Andrew Hoyt is a first-year PhD student with interests spanning the histories of the life and environmental sciences, US environmental and political history, and North American Indigenous history. His research currently focuses on the political dimensions of ecology and other forms of environmental expertise in the United States. Working across political scales, he seeks to characterize the influence of environmental knowledge and knowledge-holders on both major trends in American environmental governance and specific federal, state, and tribal management contexts.

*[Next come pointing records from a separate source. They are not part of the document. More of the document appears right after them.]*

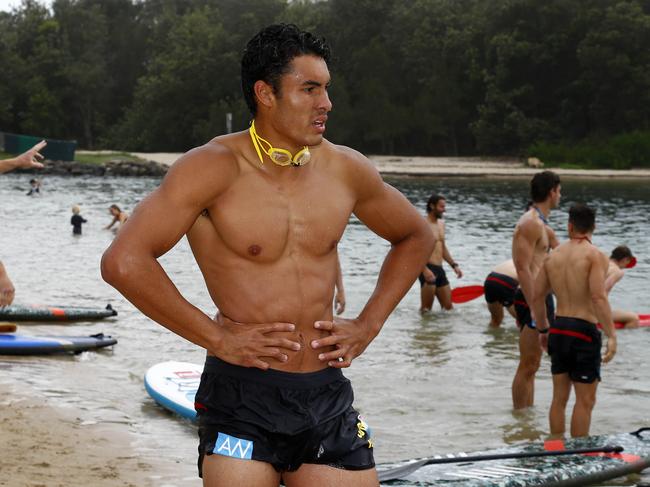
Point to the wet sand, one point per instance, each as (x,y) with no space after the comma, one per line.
(42,445)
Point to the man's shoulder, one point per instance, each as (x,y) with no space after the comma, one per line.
(349,157)
(217,157)
(530,225)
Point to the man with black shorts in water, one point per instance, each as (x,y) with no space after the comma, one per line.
(433,278)
(531,241)
(500,286)
(273,404)
(575,272)
(621,258)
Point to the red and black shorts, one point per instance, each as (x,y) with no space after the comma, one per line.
(574,346)
(282,418)
(500,288)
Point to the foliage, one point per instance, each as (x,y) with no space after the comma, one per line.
(624,151)
(425,77)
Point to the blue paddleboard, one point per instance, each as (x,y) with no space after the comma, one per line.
(54,313)
(32,345)
(173,385)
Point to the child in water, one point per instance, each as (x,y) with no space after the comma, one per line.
(76,221)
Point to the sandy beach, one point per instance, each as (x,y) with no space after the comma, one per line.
(47,446)
(44,444)
(454,167)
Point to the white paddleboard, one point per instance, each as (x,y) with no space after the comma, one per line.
(173,385)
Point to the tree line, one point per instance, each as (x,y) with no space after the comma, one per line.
(414,77)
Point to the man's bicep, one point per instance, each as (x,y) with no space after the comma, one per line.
(388,213)
(163,217)
(523,247)
(157,224)
(597,273)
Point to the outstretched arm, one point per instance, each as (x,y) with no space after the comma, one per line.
(447,256)
(27,159)
(538,304)
(599,299)
(339,297)
(523,248)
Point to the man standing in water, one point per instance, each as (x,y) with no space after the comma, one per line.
(530,244)
(620,259)
(500,286)
(275,200)
(26,160)
(575,272)
(433,279)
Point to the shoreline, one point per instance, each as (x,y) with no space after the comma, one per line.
(157,164)
(49,445)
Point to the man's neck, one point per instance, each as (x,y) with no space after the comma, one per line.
(544,207)
(580,236)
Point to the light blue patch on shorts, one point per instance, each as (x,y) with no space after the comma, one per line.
(230,446)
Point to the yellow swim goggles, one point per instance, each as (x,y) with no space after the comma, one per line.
(281,157)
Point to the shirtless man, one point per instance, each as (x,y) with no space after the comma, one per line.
(575,272)
(621,258)
(531,242)
(500,286)
(118,215)
(26,160)
(273,403)
(7,290)
(433,279)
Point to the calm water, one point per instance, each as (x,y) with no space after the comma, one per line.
(426,385)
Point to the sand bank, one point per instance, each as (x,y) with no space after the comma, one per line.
(454,167)
(42,445)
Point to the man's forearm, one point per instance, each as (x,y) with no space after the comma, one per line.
(145,284)
(604,314)
(7,165)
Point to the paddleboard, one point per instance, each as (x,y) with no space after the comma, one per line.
(173,385)
(34,345)
(644,321)
(554,470)
(54,313)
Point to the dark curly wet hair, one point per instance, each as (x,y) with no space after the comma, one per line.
(268,55)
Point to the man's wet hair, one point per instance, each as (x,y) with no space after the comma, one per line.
(621,252)
(542,184)
(582,218)
(433,201)
(267,57)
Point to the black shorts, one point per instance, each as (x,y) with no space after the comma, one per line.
(282,418)
(523,311)
(439,273)
(500,288)
(574,347)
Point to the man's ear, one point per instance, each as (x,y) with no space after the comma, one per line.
(264,93)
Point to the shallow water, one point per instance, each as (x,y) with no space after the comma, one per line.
(427,385)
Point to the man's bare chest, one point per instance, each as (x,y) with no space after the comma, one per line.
(265,221)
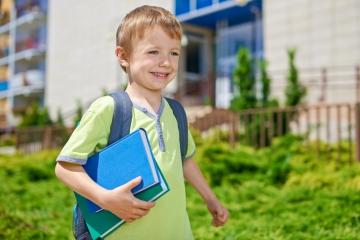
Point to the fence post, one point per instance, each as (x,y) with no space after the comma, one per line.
(357,74)
(357,130)
(323,85)
(47,138)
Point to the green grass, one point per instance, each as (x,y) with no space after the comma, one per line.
(284,192)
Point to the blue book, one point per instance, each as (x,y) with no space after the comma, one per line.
(121,162)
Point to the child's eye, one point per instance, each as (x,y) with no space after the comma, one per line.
(153,52)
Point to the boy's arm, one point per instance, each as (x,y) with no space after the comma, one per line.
(119,201)
(194,176)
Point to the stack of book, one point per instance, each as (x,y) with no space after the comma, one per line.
(114,166)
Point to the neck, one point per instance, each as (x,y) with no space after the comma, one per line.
(144,97)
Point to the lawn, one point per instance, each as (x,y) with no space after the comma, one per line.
(282,192)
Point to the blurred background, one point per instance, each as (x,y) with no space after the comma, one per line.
(271,89)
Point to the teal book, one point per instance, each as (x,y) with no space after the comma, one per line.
(121,162)
(115,165)
(102,223)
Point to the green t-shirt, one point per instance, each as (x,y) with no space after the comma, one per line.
(168,219)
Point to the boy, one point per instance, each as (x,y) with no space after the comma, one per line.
(148,48)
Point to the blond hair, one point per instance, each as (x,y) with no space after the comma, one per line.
(133,26)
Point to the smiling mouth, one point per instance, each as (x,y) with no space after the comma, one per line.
(160,75)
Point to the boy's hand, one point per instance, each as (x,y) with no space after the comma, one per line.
(219,213)
(121,202)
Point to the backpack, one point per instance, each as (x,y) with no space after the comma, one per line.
(120,127)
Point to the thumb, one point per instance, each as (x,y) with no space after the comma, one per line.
(132,183)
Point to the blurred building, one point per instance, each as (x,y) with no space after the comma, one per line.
(22,56)
(326,35)
(81,50)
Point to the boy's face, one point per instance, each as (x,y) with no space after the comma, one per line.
(154,59)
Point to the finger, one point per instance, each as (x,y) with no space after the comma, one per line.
(137,213)
(143,204)
(132,183)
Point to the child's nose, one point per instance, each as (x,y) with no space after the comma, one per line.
(165,61)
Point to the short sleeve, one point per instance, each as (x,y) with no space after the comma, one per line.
(90,135)
(191,146)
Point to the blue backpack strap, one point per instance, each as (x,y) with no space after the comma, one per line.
(121,121)
(180,115)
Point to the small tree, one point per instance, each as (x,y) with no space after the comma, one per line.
(59,118)
(244,81)
(44,118)
(265,83)
(295,92)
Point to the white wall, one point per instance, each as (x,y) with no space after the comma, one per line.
(326,34)
(81,42)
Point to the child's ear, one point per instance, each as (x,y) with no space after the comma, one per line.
(122,57)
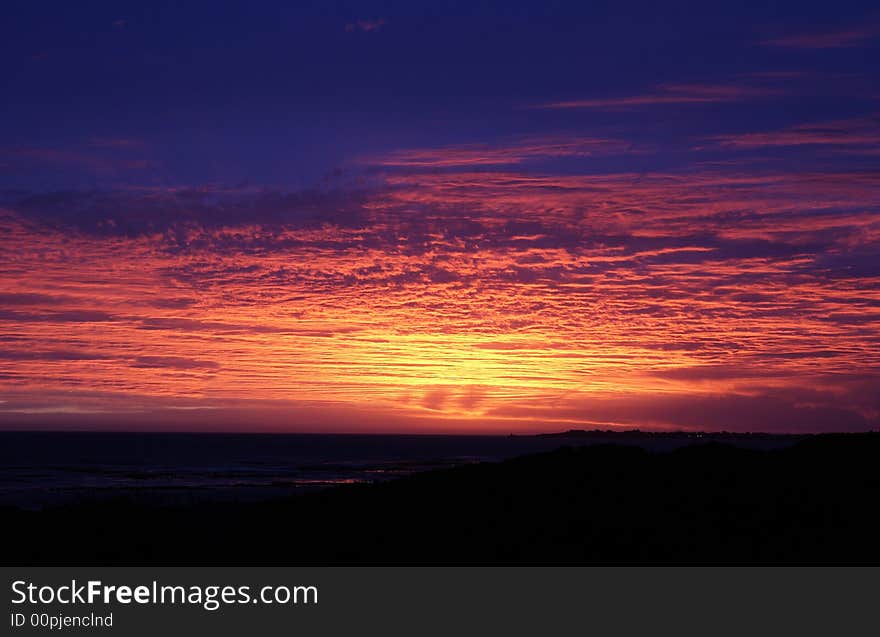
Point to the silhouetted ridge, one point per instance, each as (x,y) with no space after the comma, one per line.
(813,502)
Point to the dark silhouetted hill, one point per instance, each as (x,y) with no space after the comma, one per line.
(813,502)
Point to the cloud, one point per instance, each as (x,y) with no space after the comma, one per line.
(854,132)
(523,151)
(366,25)
(173,362)
(496,296)
(677,94)
(839,38)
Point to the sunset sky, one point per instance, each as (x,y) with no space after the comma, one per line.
(440,217)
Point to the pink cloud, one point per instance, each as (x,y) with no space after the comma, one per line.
(672,94)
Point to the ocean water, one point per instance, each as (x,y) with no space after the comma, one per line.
(38,469)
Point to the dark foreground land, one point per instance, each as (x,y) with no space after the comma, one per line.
(814,502)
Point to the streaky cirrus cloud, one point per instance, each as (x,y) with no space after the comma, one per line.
(855,132)
(672,94)
(519,152)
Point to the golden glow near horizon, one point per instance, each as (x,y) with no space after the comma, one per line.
(455,300)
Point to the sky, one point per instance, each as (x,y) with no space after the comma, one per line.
(461,217)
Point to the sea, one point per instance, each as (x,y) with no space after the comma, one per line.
(40,469)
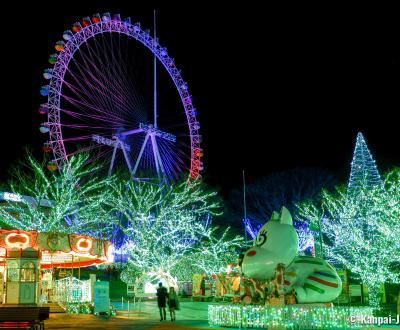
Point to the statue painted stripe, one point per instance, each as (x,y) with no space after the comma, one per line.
(313,287)
(316,279)
(325,274)
(315,262)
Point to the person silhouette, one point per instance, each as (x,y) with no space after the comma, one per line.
(173,303)
(162,294)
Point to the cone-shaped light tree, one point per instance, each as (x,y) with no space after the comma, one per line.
(364,173)
(362,232)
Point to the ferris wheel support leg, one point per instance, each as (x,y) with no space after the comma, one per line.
(126,157)
(154,146)
(140,155)
(112,159)
(158,159)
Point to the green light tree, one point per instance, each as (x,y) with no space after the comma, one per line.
(162,225)
(65,201)
(361,232)
(211,255)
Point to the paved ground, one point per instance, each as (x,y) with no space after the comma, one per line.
(192,316)
(145,316)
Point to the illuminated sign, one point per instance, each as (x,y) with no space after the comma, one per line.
(17,240)
(84,244)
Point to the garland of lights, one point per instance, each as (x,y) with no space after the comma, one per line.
(288,317)
(67,201)
(361,232)
(164,229)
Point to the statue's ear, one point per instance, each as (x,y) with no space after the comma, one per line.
(285,217)
(275,216)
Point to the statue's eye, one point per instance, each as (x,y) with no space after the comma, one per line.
(261,238)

Andrew has written on such topics as the politics of Ojibwe resource management, the development of the field of resource economics, and the relationship between plant-ecological concepts and conservation practices in the United States. His MA thesis, “Ecology, Settler Colonialism, and the Environments of the American Midwest: The Science and Politics of Ecological Restoration since 1950” examines the emergence of ecological restoration as a concept, research agenda, and set of practices since the mid-twentieth century. The thesis demonstrates that, as the logic of restoration has come to dominate environmental management in the Midwest, restoration practices have shaped public agencies and settler-Indigenous relations as well as material environmental conditions in the region.
Before starting at Princeton, Andrew graduated magna cum laude from Carleton College with a B.A. in History and a background in ecological research. He went on to work as an energy analyst and climate policy advocate in Minneapolis for several years before completing an M.A. in History at Trent University in Ontario.